I got attacked by a whole fleet of armadillos
in a river. An armada. Is that what you call it?
Abraham Lincoln himself chopping wood. “Hello

Mr. Penny Man,” I said. He spoke not a word.
But this ain’t Hell. Of that I am assured.

_____
This was a challenge poem–I wanted to write a poem JUST FOR my reading tonight at UW-Manitowoc (which was terrific–thanks, Jessica!). So the Manti folks suggested I write about Boyd Crowder’s hair, Abraham Lincoln chopping wood, and an armada or armadillos.

I’m imagining Mags Bennett’s voice here. Might write some more of these.

When a Marriage Makes

When a marriage makes a baby,
no one is surprised.
When a marriage makes a mess,
well, likewise.

When a marriage makes a record,
it is some kind of sign.
When a marriage makes a book,
that book, that marriage–they’re mine.

____

nath doing the hand-sewing

nath doing the hand-sewing

old school

old school

This. Feels. Amazing.

This. Feels. Amazing.

_____
40 years ago, I put together a collection of some of my own poems along with outright thefty poems cobbled from Beatles lyrics & birthday cards. It was made of typing paper, bound with construction paper and yarn. This was in order to get out of trouble in 3rd grade (having been squirrelly in math class).

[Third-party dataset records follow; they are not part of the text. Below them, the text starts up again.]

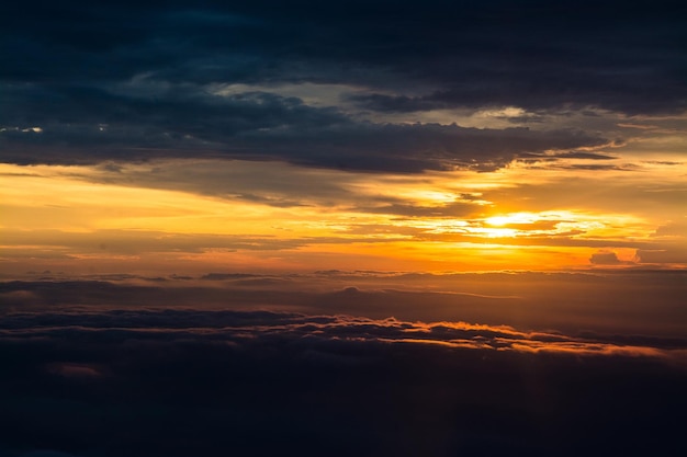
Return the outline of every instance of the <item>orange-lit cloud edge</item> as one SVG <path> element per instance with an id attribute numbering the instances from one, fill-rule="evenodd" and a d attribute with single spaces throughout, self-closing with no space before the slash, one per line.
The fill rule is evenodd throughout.
<path id="1" fill-rule="evenodd" d="M 631 152 L 482 173 L 0 164 L 0 272 L 685 269 L 687 165 Z"/>

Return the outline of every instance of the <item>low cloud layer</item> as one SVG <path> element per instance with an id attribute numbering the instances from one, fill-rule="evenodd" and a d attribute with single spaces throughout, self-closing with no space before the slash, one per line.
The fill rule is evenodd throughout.
<path id="1" fill-rule="evenodd" d="M 110 310 L 5 317 L 0 354 L 12 457 L 684 449 L 684 340 Z"/>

I still hope, eventually, to publish a collection of poems through conventional channels, but how lovely it is to have a husband who can take a manuscript of my poems related to teaching, and make of it…a book.

Prayer of Worry, Prayer of Love

On seeing pictures of bombing suspects, I thought
how very much they looked just like my students.
And now on hearing that “they’re not from here,”
I’m worried about my students, who are from everywhere.
I want to say my students, to the world, to God,
How much I love them. They’re why I do this job
(however well or badly I end up doing it).

I love all my students, damn it.
I love my Muslim students. Christians, also,
of course, and atheists, and everything else, too,
But today it’s Islam someone might be using
as an excuse to beat up a much-loved student.

We come to God so many different ways.
Or not at all. Let’s go where we find more love,
let’s offer hopes and wishes, good thoughts and prayers,
let’s be for each other what we all need more of.